De Hoge Raad oordeelt bij wijze van tussenarrest dat het hof de proceskostenvergoeding niet in het nadeel van X mocht wijzigen door ambtshalve een lagere wegingsfactor toe te passen dan de rechtbank in eerste aanleg heeft gedaan.

X exporteert in 2018 twee auto's naar Polen en verzoekt om BPM-teruggaven. Aanvankelijk zijn de verzoeken afgewezen, maar later zijn ze ambtshalve alsnog toegewezen.
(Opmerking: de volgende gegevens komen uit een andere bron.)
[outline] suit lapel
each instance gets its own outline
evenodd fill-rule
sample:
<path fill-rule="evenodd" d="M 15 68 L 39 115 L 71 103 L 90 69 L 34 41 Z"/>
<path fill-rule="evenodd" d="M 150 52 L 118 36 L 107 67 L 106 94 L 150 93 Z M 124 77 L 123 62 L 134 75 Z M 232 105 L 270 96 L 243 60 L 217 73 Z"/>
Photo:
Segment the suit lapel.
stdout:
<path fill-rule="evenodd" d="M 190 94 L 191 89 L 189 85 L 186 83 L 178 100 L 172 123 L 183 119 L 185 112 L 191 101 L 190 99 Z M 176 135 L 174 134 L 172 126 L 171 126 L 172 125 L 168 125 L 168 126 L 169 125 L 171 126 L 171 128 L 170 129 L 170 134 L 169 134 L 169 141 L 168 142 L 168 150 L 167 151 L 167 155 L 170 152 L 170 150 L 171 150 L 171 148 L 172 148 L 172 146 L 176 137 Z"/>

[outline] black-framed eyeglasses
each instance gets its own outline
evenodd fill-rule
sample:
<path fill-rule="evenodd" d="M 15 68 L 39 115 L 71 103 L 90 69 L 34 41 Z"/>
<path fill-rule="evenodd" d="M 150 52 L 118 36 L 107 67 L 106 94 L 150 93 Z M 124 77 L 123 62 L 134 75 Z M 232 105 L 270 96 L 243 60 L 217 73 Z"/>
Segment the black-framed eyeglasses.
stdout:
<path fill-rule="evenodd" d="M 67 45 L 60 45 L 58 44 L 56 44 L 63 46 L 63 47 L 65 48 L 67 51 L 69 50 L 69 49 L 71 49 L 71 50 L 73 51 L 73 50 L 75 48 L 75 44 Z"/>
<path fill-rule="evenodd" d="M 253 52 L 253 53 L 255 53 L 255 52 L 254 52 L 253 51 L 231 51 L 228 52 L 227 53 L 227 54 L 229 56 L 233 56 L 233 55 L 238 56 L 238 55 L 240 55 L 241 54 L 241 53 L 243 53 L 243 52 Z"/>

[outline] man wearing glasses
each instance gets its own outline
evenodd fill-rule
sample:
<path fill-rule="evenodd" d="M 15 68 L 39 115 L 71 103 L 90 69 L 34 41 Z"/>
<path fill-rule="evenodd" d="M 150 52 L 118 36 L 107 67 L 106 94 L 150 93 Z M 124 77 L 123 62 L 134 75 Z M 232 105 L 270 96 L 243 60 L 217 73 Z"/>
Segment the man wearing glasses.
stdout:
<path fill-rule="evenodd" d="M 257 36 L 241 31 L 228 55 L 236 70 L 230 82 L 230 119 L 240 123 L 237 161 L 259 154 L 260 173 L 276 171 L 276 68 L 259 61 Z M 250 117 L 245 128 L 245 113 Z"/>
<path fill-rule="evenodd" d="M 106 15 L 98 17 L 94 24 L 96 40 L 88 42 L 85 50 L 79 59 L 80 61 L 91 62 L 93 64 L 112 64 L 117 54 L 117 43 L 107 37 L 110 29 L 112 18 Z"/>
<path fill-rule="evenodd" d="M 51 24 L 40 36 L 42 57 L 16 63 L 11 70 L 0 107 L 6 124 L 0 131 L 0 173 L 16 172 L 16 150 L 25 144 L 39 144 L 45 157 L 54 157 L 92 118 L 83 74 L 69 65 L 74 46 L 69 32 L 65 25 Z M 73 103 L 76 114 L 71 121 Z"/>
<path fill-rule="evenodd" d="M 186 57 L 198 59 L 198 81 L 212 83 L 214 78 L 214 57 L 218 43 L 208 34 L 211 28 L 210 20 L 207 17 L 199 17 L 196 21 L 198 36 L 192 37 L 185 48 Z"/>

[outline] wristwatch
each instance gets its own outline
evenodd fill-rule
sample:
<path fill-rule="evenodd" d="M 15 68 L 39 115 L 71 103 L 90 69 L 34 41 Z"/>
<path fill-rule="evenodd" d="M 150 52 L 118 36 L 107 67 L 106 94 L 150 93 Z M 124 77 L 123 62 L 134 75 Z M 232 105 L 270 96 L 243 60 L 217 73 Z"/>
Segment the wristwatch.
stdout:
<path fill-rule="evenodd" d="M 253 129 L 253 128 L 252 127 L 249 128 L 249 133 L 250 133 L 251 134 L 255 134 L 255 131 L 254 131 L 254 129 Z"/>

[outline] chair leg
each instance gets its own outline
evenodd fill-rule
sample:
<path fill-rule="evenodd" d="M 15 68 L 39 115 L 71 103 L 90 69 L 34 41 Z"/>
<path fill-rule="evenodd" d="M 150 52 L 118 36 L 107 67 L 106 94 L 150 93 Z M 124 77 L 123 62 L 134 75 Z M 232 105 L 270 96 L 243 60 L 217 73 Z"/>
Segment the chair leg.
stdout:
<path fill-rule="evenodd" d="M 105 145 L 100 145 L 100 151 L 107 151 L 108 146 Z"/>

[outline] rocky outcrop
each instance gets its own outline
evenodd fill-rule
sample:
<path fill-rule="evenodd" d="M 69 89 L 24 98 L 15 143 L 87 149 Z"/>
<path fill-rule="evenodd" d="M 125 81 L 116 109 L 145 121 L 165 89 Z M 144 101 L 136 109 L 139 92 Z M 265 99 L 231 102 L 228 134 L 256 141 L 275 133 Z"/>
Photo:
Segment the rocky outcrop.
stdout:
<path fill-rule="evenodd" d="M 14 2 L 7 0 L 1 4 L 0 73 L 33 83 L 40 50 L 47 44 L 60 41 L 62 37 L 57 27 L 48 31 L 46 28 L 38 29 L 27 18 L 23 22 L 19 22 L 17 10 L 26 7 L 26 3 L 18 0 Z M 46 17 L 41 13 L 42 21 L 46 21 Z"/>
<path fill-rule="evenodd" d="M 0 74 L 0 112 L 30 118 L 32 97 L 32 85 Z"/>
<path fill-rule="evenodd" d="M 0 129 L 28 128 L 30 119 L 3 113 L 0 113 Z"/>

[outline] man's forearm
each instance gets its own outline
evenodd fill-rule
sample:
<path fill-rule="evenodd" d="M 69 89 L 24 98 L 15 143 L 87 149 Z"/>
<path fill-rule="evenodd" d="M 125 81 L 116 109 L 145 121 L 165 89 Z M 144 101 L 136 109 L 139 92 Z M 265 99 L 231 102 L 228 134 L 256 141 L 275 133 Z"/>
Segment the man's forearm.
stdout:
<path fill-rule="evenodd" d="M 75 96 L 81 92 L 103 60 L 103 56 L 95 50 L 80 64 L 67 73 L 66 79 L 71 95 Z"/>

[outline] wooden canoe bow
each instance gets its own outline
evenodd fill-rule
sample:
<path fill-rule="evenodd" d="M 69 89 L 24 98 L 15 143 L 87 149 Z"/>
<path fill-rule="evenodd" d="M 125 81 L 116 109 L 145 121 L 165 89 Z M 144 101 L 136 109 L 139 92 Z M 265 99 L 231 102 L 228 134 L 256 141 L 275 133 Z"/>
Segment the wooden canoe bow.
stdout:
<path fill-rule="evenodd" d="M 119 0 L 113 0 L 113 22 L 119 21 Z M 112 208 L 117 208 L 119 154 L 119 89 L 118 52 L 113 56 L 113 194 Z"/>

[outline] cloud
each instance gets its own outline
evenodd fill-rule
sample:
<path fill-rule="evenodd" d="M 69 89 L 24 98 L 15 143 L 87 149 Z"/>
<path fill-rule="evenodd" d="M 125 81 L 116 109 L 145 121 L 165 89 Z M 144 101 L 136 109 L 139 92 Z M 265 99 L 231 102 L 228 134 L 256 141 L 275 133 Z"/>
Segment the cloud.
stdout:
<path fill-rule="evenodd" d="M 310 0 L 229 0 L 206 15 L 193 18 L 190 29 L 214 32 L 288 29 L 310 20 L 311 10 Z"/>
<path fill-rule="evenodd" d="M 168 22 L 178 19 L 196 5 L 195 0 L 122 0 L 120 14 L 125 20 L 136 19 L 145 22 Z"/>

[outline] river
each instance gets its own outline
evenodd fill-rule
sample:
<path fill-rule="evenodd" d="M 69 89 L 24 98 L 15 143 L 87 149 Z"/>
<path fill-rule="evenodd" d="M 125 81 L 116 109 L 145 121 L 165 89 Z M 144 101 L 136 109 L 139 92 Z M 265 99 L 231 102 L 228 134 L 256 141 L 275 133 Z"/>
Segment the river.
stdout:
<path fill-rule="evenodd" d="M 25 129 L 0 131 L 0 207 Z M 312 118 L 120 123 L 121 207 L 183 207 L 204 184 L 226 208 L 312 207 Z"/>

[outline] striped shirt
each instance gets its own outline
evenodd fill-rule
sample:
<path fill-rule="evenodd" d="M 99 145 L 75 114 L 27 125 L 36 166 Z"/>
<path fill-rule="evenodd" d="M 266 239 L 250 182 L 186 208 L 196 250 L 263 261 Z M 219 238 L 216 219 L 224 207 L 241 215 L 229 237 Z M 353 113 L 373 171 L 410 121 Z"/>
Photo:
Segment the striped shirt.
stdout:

Rechtbank Gelderland kent daarom een bezwaarkostenvergoeding aan X toe van € 538, op basis van 2 punten (bezwaarschrift en verschijnen hoorzitting), wegingsfactor 1, en een waarde per punt van € 269. De proceskostenvergoeding voor het beroep wordt vastgesteld op € 1082, op basis van 2 punten (beroepschrift en verschijnen zitting), wegingsfactor 1, en een waarde per punt van € 541. X stelt in hoger beroep dat de rechtbank had moeten uitgaan van een puntwaarde van € 759 in plaats van € 541 (zie HR 27 mei 2022, ECLI:NL:HR:2022:752, V-N 2022/24.13). Hof Arnhem-Leeuwarden verhoogt de vergoeding tot € 875, waarbij is uitgegaan van wegingsfactor 0,5. X stelt in cassatie dat het hof niet had mogen afwijken van de door de rechtbank gehanteerde wegingsfactor. X is hierdoor komen te verkeren in een nadeliger positie dan wanneer hij niet over die vergoeding had geklaagd. De inspecteur had geen incidenteel hoger beroep ingesteld met betrekking tot de hoogte van die vergoeding.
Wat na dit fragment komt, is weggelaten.